O estágio do tumor depende de onde ele começou no corpo. Isso ocorre porque um tumor do mesmo tamanho pode se comportar de maneira diferente dependendo de sua localização. Por exemplo, um tumor de 5 centímetros na cabeça é classificado em um estágio diferente de um tumor de 5 centímetros localizado profundamente no abdômen.

Na maioria dos casos, o estágio do tumor é baseado no tamanho do tumor e se ele invadiu estruturas próximas.

Cabeça e pescoço

  • T1 – O tumor tem 2 cm ou menos.

  • T2 – O tumor tem mais de 2 cm, mas não mais de 4 cm.

  • T3 – O tumor tem mais de 4 cm.

  • T4 – O tumor cresceu e invadiu estruturas vitais próximas, como os ossos da face ou do crânio, o olho, os principais vasos sanguíneos do pescoço ou o cérebro.

Peito, costas, parede abdominal, braços ou pernas (tronco e extremidades)

  • T1 – O tumor tem 5 cm ou menos.

  • T2 – O tumor tem mais de 5 cm, mas não mais de 10 cm.

  • T3 – O tumor tem mais de 10 cm, mas não mais de 15 cm.

  • T4 – O tumor tem mais de 15 cm.

Abdômen e órgãos dentro do tórax (órgãos viscerais torácicos)

  • T1 – O tumor está confinado a um único órgão.

  • T2 – O tumor cresceu e invadiu o tecido conjuntivo que envolve o órgão.

  • T3 – O tumor cresceu e invadiu pelo menos um órgão próximo.

  • T4 – Presença de múltiplos tumores.

Retroperitônio

(O espaço localizado bem no fundo da cavidade abdominal)

  • T1 – O tumor tem 5 cm ou menos.

  • T2 – O tumor tem mais de 5 cm, mas não mais de 10 cm.

  • T3 – O tumor tem mais de 10 cm, mas não mais de 15 cm.

  • T4 – O tumor tem mais de 15 cm.

Tecido ao redor do olho (órbita)

  • T1 – O tumor tem 2 cm ou menos.

  • T2 – O tumor tem mais de 2 cm, mas não invadiu os ossos circundantes.

  • T3 – O tumor cresceu e invadiu os ossos ao redor do olho ou do crânio.

  • T4 – O tumor cresceu para dentro do próprio olho ou para estruturas próximas, como pálpebras, seios nasais ou cérebro.

Estadiamento nodal (pN) para sarcoma sinovial

O estágio nodal descreve se as células cancerígenas se espalharam para os gânglios linfáticos, que são pequenos órgãos imunológicos que ajudam a filtrar o fluido linfático.
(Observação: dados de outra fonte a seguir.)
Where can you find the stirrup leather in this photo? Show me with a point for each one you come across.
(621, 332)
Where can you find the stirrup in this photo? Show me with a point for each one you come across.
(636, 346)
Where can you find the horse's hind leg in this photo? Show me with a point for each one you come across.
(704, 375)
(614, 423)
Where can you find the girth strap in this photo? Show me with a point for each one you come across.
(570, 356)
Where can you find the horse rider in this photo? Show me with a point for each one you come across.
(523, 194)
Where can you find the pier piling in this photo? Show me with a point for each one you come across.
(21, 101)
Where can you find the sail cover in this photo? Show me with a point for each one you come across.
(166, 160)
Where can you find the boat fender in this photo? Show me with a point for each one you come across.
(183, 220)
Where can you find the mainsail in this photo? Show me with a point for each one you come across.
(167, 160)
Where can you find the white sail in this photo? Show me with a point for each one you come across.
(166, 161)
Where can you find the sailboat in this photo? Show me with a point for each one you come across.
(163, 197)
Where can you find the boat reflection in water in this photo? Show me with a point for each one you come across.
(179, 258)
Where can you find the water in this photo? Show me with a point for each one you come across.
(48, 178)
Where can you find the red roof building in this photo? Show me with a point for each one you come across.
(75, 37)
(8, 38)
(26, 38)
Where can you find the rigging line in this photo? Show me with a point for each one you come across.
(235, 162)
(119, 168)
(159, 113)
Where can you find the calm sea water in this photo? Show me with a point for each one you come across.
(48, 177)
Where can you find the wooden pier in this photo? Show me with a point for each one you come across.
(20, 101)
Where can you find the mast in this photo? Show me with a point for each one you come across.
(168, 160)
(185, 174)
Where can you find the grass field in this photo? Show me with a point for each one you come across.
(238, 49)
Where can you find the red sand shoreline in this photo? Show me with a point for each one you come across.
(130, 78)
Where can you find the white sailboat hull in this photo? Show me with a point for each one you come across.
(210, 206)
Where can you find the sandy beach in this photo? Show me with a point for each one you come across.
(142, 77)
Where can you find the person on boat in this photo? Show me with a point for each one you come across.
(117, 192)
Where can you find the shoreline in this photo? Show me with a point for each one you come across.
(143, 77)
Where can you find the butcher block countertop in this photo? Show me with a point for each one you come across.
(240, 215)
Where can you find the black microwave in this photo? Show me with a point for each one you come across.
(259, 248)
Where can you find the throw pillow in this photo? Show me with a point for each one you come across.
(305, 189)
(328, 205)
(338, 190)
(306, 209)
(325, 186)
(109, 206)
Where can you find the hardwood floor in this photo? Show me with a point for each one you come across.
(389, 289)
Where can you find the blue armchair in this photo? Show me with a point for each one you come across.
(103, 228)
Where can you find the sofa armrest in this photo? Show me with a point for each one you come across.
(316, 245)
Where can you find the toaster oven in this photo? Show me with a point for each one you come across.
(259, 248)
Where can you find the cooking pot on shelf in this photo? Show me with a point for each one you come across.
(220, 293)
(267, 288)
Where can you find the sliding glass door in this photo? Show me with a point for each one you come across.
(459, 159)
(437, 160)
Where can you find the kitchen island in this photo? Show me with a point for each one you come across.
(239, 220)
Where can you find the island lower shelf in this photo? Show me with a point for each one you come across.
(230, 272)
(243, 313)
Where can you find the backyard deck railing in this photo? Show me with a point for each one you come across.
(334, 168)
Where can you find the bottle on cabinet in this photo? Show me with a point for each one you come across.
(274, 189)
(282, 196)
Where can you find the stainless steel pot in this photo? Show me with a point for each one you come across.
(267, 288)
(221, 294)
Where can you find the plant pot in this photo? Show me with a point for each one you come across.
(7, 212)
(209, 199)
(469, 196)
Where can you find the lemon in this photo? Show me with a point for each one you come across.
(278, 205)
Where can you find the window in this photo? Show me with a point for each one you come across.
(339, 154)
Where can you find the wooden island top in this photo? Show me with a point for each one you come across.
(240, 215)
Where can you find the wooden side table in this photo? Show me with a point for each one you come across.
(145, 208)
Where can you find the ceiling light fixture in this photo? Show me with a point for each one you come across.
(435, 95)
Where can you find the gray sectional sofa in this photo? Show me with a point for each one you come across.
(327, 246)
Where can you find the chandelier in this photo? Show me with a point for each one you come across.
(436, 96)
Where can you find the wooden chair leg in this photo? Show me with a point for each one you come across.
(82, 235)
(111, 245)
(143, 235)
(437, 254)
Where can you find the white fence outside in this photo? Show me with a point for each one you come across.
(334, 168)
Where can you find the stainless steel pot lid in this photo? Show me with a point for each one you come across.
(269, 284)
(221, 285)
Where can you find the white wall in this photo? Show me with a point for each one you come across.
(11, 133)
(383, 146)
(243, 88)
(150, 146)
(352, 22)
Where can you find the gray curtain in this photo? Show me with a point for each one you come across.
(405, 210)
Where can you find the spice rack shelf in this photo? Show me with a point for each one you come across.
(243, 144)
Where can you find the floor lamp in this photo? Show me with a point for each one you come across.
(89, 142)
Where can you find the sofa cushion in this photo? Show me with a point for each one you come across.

  • pN0 – Não foram encontradas células cancerígenas em nenhum dos gânglios linfáticos examinados.

  • pN1 – As células cancerígenas são encontradas em um ou mais linfonodos.

  • pNX – Nenhum linfonodo foi enviado para exame, portanto o estadiamento nodal não pode ser determinado.

O envolvimento dos gânglios linfáticos é incomum no sarcoma sinovial, mas quando presente, está associado a uma doença mais avançada e pode influenciar as decisões de tratamento.

Qual é o prognóstico para uma pessoa com sarcoma sinovial?

O prognóstico para uma pessoa diagnosticada com sarcoma sinovial varia bastante. Fatores importantes incluem:

  • Tamanho do tumor (tumores menores têm melhor prognóstico).

  • Estágio no momento do diagnóstico.

  • Grau do tumor.

  • Localização (tumores nas extremidades têm um prognóstico melhor do que tumores no tronco ou na região da cabeça e pescoço).

Em geral, crianças e adolescentes apresentam melhores resultados do que adultos. Alguns pacientes apresentam recidivas tardias, mesmo mais de 10 anos após o diagnóstico, sendo essencial o acompanhamento a longo prazo.

Perguntas para fazer ao seu médico

  • Foram realizados testes moleculares? Qual fusão foi encontrada?
  • Qual é a nota FNCLCC?
  • O tumor se espalhou para os pulmões ou para os gânglios linfáticos?
  • Quais tratamentos são recomendados para o estágio da minha doença?
  • Por quanto tempo será necessário o acompanhamento após o tratamento?